Octavia Moore’s life after serving in the U.S. Marine Corps has seen ups and downs.
After she got out of the military for a second time in 2009 — there were two stints in the military branch — she enrolled in culinary school and began building a career as a chef.
By 2014, however, she was homeless and trying to cope with symptoms of post-traumatic stress disorder. She got help dealing with PTSD through a United Way program, however, and first got into transitional housing and later in an apartment in Gwinnett.
And then Moore’s life changed again.
“I had started pretty much Googling or looking up houses for veterans (but) I wasn’t looking for a house until my younger sister said she wanted to finish her last two years of school and so she decided to stay with me, so I was like ‘Umm OK,’ “ Moore said.
That change led Moore, 34, to Gwinnett Habitat for Humanity in 2017, which put her on the path toward this past weekend. She and Habitat volunteers were joined by nearly 40 volunteers from metro Atlanta Wells Fargo branches to build the frame for her new home in Lilburn.
The home is expected to be finished sometime near the end of this summer.
She called the experience “amazing” and “definitely surreal” as she took a break from hammering nails into a piece of plywood that will eventually serve as the foundation of a wall on the back of her home.
“For me, building it and not just going through a normal process of getting a house is definitely a blessing and I see God’s hand in this,” Moore said.
Gwinnett Habitat for Humanity spokeswoman Liz Santa Cruz said Moore is part of rare company among Habitat homeowners in the county because of the fact that she is a military veteran. Although the organization has a program for veterans, there are not many “veteran’s builds,” such as the one done for Moore, that the group has undertaken.
“This is our second one ever,” Cruz said. “We have been in business — this is our 31st year — and our first (veteran’s build home) we dedicated in December 2017. This is the second one. We’ve helped veterans with our other programs before, but as far as doing the whole building and giving them a new home thing, this is only the second one.
“So it’s not an often thing (but) it’s something (where) we’re definitely looking to help more veterans.”
Cruz said Wells Fargo gave Gwinnett Habitat for Humanity a $15,000 grant to build Moore’s home as well as the house which will be built at a later date for her eventual neighbor, Grace Cirino, who volunteered to help build Moore’s house on Saturday.
Wells Fargo Brookhaven branch manager Gelisa Breland said the Habitat build to help Moore was part of the bank’s “Super Saturday” effort. The idea behind “Super Saturday” was to have staff from metro area Wells Fargo branches spread out across the Atlanta area on one day to participate in community service projects with several nonprofits.

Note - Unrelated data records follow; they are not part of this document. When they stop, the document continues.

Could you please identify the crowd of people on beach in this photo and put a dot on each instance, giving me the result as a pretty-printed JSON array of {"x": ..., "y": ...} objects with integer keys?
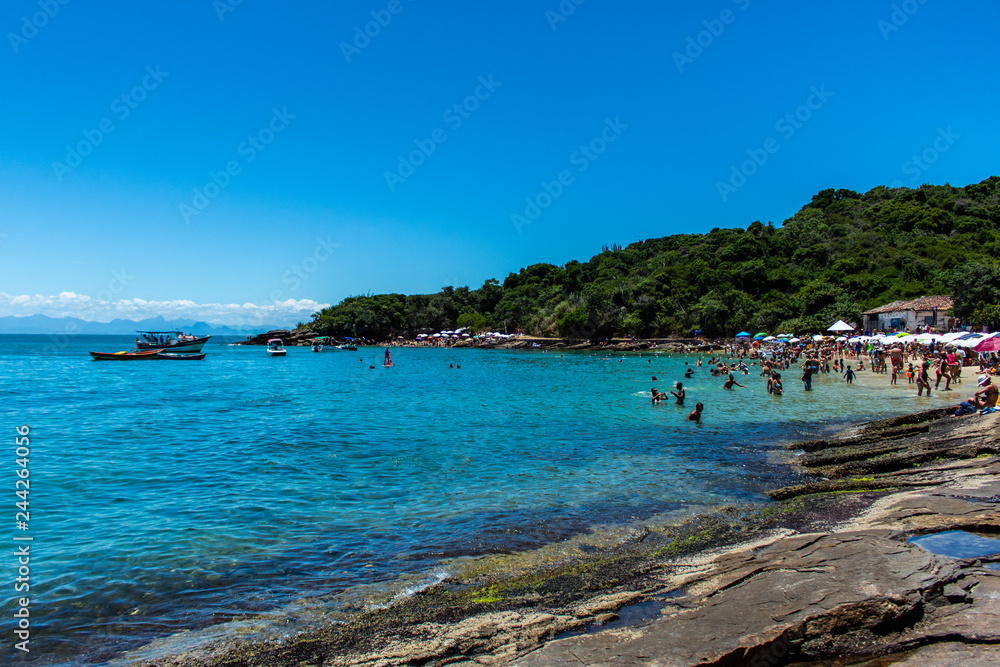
[{"x": 924, "y": 364}]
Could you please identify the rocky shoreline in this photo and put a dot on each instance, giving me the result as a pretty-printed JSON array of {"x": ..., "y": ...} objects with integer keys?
[{"x": 823, "y": 575}]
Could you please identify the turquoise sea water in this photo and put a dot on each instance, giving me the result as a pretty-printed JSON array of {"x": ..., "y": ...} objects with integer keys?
[{"x": 169, "y": 496}]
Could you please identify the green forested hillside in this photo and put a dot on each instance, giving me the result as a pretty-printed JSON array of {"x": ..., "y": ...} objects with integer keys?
[{"x": 842, "y": 253}]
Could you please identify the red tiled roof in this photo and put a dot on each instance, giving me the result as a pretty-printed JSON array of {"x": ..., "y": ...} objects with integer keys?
[{"x": 924, "y": 303}]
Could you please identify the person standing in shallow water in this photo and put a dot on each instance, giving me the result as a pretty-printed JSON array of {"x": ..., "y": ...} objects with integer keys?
[{"x": 730, "y": 382}]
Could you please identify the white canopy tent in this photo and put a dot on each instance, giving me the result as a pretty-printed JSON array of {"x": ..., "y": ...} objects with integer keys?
[{"x": 841, "y": 325}]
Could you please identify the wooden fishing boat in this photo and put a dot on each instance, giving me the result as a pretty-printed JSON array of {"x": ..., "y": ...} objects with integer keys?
[
  {"x": 124, "y": 356},
  {"x": 178, "y": 356},
  {"x": 174, "y": 341}
]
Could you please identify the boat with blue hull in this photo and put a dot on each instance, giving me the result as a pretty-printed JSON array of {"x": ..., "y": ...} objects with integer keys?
[{"x": 170, "y": 341}]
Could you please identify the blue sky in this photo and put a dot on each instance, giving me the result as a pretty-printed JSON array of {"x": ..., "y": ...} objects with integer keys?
[{"x": 271, "y": 157}]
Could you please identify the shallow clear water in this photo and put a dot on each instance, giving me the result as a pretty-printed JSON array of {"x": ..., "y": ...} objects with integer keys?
[
  {"x": 167, "y": 496},
  {"x": 958, "y": 544}
]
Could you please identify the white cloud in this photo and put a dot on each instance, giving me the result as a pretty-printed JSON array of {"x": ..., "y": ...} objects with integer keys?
[{"x": 70, "y": 304}]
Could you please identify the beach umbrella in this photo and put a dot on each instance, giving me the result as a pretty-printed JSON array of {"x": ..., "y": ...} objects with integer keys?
[
  {"x": 840, "y": 325},
  {"x": 991, "y": 344}
]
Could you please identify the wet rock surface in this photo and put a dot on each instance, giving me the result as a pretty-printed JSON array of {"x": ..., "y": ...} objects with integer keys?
[{"x": 824, "y": 576}]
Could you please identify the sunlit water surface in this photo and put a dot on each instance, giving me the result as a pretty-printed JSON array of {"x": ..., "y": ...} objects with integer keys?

“That’s when we really energize and mobilize all of our team members to get out in the community,” Breland said. “A lot of our team members would typically actually be serving in our branches and serving customers, but we take some of our team members out of the branch for a couple of hours to do (projects) like this.”
In the case of helping Habitat for Humanity, Breland said the bank sees it as a way to help residents get on their feet.
“When you have a home, you’re able to have more stability and can grow from that central place,” she said.
But with every Habitat for Humanity homeowner, there is a back story that makes each build unique.
As far as Moore’s story goes, she joined the U.S. Marine Corps in 2002 and served her two stints in the service branch over the next seven years.
“I went in as soon as I turned 18 — it was 13 days after I turned 18 — and my first deployment was in 2005,” she said.
The first stint last four years and ended in 2006, and her deployment during that stint was a seven-month period on the air craft carrier, U.S.S. Kearsarge. After that stint ended, she lived in Maryland.
She was later recalled to serve in 2008 for a year, which included a stint in Iraq during Operation Enduring Freedom.
She was a cook in the Marine Corps, and after she got out of the Marines for the second time, she moved to Georgia in 2010 and started taking classes at Le Cordon Bleu. She graduated two years later.
“During that time while I was in school, I was working at the Georgia Aquarium with the Wolfgang Puck catering company,” she said. “My entire time that I was in school, I was there, and then I left here for seven months and I worked in Alaska (before) I came back.”
And then came her stint with homelessness and recovery from PTSD, followed by the life changer that happened when her sister came to live with her.
“Because of the environment she was in — she grew up in North Carolina, in a really small town where the teen pregnancy rate is high so a lot of her friends got pregnant, and one of her friends was killed, so it was actually a better situation for her to come down (here) and get some stability and finish,” Moore said.
“She would always spend summers with me anyway — but that summer (in 2017), she was like ‘Hey, I want to stay’ and that was the summer I began looking up veterans houses. Gwinnett Habitat came up and I saw that they had a veterans workshop coming up so I said ‘Well, let’s check it out’ so we went and I got approved. I didn’t think I’d even qualify.”
The build had a special significance for Breland, whose brother serves in the Marine Corps.
“Being the site leader here, it allows me to personally connect with Octavia, who has served our country, but at Wells Fargo, we believe in our servicemen and our servicewomen so any time we have an opportunity to help them is good,” Breland said.